Stephen Salipante

Joined Program: 2005 (from UW Medical Scientist Training Program)
Previous Degree: B.S. Microbiology, University of Rochester
Horwitz Lab
stevesal (at) u.washington.edu

Research:
Cell fate maps describe how the sequence of cell division, migration, and apoptosis transform a zygote into an adult. Yet, it is only in C. elegans where microscopic observation of each cell division has allowed for construction of a complete fate map. More complex—and opaque—animals prove less yielding. DNA replication, however, generates somatic mutations. Consequently, multicellular organisms comprise mosaics where most cells acquire unique genomes that are potentially capable of delineating their ancestry.

We have taken a phylogenetic approach to passively retrace embryonic relationships by deducing the order in which mutations have arisen during development. We have demonstrated that polyguanine repeat DNA sequences are particularly useful genetic markers, because they frequently change length during mitosis.

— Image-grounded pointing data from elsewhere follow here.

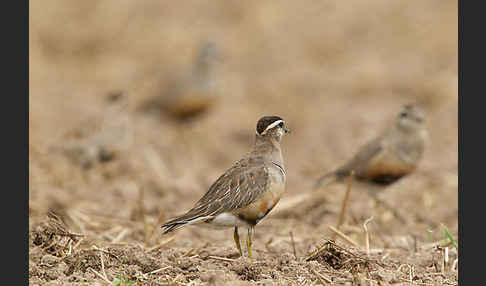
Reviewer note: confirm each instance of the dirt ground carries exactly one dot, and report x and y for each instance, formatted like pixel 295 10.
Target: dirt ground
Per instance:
pixel 336 71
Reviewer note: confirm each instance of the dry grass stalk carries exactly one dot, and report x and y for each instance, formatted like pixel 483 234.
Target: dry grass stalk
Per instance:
pixel 454 264
pixel 158 270
pixel 120 235
pixel 343 236
pixel 367 236
pixel 164 242
pixel 293 244
pixel 345 203
pixel 222 258
pixel 321 277
pixel 103 266
pixel 101 276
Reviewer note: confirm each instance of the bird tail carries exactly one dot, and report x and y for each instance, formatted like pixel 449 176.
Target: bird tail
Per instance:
pixel 181 221
pixel 325 180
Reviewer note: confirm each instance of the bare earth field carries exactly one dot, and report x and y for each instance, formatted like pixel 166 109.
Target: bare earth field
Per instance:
pixel 336 71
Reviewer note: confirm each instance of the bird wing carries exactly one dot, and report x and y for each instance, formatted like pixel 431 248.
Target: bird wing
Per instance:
pixel 362 158
pixel 238 187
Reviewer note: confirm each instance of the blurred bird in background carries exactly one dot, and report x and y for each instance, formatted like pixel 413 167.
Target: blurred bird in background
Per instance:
pixel 194 93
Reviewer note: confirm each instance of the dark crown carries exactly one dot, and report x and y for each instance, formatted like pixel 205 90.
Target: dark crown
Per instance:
pixel 265 121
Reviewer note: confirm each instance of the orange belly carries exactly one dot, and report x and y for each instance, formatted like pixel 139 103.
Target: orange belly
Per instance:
pixel 257 210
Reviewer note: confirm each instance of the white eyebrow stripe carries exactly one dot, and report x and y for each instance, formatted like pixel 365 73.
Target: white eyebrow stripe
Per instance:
pixel 271 126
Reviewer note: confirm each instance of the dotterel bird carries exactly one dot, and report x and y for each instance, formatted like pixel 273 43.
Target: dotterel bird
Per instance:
pixel 193 93
pixel 389 157
pixel 246 192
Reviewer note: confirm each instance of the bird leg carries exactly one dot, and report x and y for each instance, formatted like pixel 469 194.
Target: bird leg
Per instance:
pixel 237 240
pixel 249 241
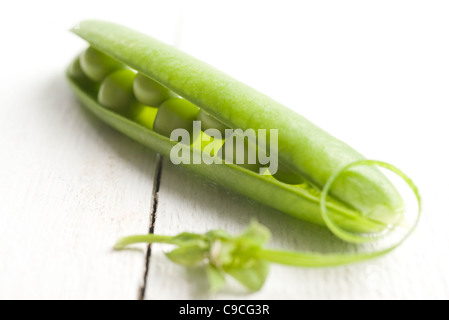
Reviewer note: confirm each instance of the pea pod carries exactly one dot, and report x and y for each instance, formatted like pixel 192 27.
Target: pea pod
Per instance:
pixel 363 200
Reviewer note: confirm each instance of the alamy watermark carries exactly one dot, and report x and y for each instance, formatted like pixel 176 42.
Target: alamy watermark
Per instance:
pixel 236 147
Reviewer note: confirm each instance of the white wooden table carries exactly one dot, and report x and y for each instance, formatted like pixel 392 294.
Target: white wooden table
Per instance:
pixel 374 74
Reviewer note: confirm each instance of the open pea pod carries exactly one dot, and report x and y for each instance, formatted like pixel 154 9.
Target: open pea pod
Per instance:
pixel 362 200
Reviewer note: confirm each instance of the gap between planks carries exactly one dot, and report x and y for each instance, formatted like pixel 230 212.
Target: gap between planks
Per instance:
pixel 158 171
pixel 153 214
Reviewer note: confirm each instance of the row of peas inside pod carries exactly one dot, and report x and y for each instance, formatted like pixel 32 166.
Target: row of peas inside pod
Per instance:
pixel 157 108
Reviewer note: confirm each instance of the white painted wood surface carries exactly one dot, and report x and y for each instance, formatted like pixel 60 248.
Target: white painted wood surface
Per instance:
pixel 374 75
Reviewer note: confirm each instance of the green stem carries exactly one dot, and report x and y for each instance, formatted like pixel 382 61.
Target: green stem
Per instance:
pixel 312 260
pixel 147 238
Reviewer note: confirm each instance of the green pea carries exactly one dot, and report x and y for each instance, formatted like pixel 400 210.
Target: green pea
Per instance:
pixel 204 140
pixel 149 92
pixel 116 91
pixel 243 160
pixel 97 65
pixel 173 114
pixel 143 115
pixel 210 122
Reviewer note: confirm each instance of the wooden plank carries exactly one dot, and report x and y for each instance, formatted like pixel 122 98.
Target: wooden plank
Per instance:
pixel 70 185
pixel 337 65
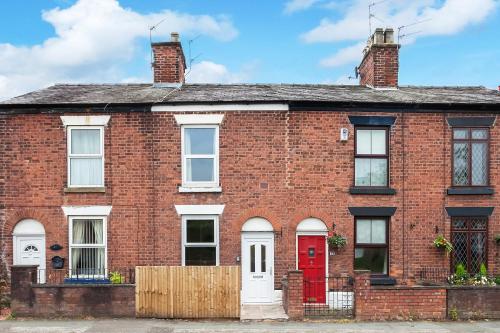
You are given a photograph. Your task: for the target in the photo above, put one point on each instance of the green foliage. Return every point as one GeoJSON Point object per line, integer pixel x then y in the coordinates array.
{"type": "Point", "coordinates": [116, 278]}
{"type": "Point", "coordinates": [442, 243]}
{"type": "Point", "coordinates": [482, 270]}
{"type": "Point", "coordinates": [461, 272]}
{"type": "Point", "coordinates": [337, 241]}
{"type": "Point", "coordinates": [453, 314]}
{"type": "Point", "coordinates": [463, 278]}
{"type": "Point", "coordinates": [497, 239]}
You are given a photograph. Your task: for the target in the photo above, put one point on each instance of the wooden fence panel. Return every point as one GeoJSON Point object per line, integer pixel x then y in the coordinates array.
{"type": "Point", "coordinates": [188, 292]}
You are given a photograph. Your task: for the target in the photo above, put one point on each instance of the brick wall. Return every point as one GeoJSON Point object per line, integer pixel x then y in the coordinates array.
{"type": "Point", "coordinates": [283, 166]}
{"type": "Point", "coordinates": [397, 303]}
{"type": "Point", "coordinates": [46, 301]}
{"type": "Point", "coordinates": [474, 302]}
{"type": "Point", "coordinates": [293, 299]}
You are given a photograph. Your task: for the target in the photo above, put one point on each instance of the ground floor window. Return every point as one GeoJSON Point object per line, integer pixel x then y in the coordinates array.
{"type": "Point", "coordinates": [87, 246]}
{"type": "Point", "coordinates": [200, 235]}
{"type": "Point", "coordinates": [469, 237]}
{"type": "Point", "coordinates": [371, 251]}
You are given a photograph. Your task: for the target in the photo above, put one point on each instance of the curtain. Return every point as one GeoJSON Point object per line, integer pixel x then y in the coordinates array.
{"type": "Point", "coordinates": [97, 227]}
{"type": "Point", "coordinates": [78, 238]}
{"type": "Point", "coordinates": [85, 141]}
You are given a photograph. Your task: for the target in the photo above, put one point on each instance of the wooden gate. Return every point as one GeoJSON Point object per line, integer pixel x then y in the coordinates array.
{"type": "Point", "coordinates": [188, 292]}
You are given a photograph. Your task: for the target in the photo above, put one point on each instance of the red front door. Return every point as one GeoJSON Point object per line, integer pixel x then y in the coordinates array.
{"type": "Point", "coordinates": [312, 262]}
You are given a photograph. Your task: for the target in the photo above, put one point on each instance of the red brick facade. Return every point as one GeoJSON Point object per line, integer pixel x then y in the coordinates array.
{"type": "Point", "coordinates": [397, 303]}
{"type": "Point", "coordinates": [284, 166]}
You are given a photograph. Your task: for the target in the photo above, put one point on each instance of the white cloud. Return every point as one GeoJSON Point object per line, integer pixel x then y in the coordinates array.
{"type": "Point", "coordinates": [298, 5]}
{"type": "Point", "coordinates": [344, 56]}
{"type": "Point", "coordinates": [94, 41]}
{"type": "Point", "coordinates": [210, 72]}
{"type": "Point", "coordinates": [438, 18]}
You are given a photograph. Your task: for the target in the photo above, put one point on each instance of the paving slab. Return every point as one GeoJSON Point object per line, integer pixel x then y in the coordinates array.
{"type": "Point", "coordinates": [184, 326]}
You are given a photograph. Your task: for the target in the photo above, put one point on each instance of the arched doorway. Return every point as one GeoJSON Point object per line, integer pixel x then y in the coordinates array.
{"type": "Point", "coordinates": [28, 239]}
{"type": "Point", "coordinates": [312, 258]}
{"type": "Point", "coordinates": [257, 261]}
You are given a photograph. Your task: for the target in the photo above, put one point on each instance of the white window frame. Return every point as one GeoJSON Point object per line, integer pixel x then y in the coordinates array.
{"type": "Point", "coordinates": [104, 237]}
{"type": "Point", "coordinates": [70, 155]}
{"type": "Point", "coordinates": [200, 186]}
{"type": "Point", "coordinates": [215, 244]}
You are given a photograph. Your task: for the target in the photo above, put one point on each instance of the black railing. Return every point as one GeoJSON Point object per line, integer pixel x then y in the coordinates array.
{"type": "Point", "coordinates": [331, 296]}
{"type": "Point", "coordinates": [87, 276]}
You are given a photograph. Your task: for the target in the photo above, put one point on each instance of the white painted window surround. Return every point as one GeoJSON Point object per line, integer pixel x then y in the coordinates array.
{"type": "Point", "coordinates": [85, 149]}
{"type": "Point", "coordinates": [199, 209]}
{"type": "Point", "coordinates": [101, 120]}
{"type": "Point", "coordinates": [200, 152]}
{"type": "Point", "coordinates": [86, 210]}
{"type": "Point", "coordinates": [199, 119]}
{"type": "Point", "coordinates": [220, 107]}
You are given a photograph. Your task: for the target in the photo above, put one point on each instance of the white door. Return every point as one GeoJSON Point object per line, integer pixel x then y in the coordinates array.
{"type": "Point", "coordinates": [257, 267]}
{"type": "Point", "coordinates": [30, 250]}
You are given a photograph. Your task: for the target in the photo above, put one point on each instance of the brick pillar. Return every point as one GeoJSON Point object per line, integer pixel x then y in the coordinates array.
{"type": "Point", "coordinates": [21, 278]}
{"type": "Point", "coordinates": [362, 287]}
{"type": "Point", "coordinates": [295, 295]}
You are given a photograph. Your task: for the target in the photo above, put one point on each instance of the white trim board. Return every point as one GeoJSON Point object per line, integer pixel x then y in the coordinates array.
{"type": "Point", "coordinates": [86, 210]}
{"type": "Point", "coordinates": [199, 209]}
{"type": "Point", "coordinates": [219, 107]}
{"type": "Point", "coordinates": [85, 120]}
{"type": "Point", "coordinates": [199, 119]}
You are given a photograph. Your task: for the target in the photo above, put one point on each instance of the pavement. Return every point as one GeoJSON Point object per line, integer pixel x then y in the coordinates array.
{"type": "Point", "coordinates": [179, 326]}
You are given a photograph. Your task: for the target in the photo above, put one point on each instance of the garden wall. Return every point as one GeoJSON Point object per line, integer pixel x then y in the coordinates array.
{"type": "Point", "coordinates": [471, 302]}
{"type": "Point", "coordinates": [397, 302]}
{"type": "Point", "coordinates": [36, 300]}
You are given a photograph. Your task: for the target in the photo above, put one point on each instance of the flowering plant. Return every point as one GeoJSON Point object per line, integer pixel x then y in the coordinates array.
{"type": "Point", "coordinates": [337, 241]}
{"type": "Point", "coordinates": [442, 243]}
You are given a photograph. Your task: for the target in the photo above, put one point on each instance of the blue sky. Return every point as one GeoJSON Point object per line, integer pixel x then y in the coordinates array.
{"type": "Point", "coordinates": [43, 42]}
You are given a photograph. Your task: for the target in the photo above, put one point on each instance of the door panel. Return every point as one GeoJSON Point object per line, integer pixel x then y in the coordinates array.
{"type": "Point", "coordinates": [257, 267]}
{"type": "Point", "coordinates": [30, 250]}
{"type": "Point", "coordinates": [311, 260]}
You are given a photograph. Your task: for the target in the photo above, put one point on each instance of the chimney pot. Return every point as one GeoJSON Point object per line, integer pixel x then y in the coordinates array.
{"type": "Point", "coordinates": [389, 36]}
{"type": "Point", "coordinates": [169, 63]}
{"type": "Point", "coordinates": [174, 37]}
{"type": "Point", "coordinates": [380, 64]}
{"type": "Point", "coordinates": [378, 36]}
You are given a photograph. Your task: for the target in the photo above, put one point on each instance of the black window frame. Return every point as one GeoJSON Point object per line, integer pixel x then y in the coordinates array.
{"type": "Point", "coordinates": [385, 156]}
{"type": "Point", "coordinates": [469, 141]}
{"type": "Point", "coordinates": [372, 245]}
{"type": "Point", "coordinates": [468, 230]}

To demonstrate feasibility, we phylogenetically reconstructed the lineage of
cultured mouse NIH3T3 cells based on mutations affecting the length of polyguanine markers. We then employed whole genome amplification to genotype polyguanine markers in single cells taken from a mouse and use phylogenetics to infer the developmental relationships of the sampled tissues. The result was consistent with the present understanding of embryogenesis and demonstrates the large scale potential of this method for producing a complete mammalian cell fate map at the resolution of a single cell.

We are presently focusing our efforts on improving throughput and fidelity of the system, and are beginning to produce second-generation fate maps of the mouse which will hopefully shed light on several outstanding questions of embryogenesis.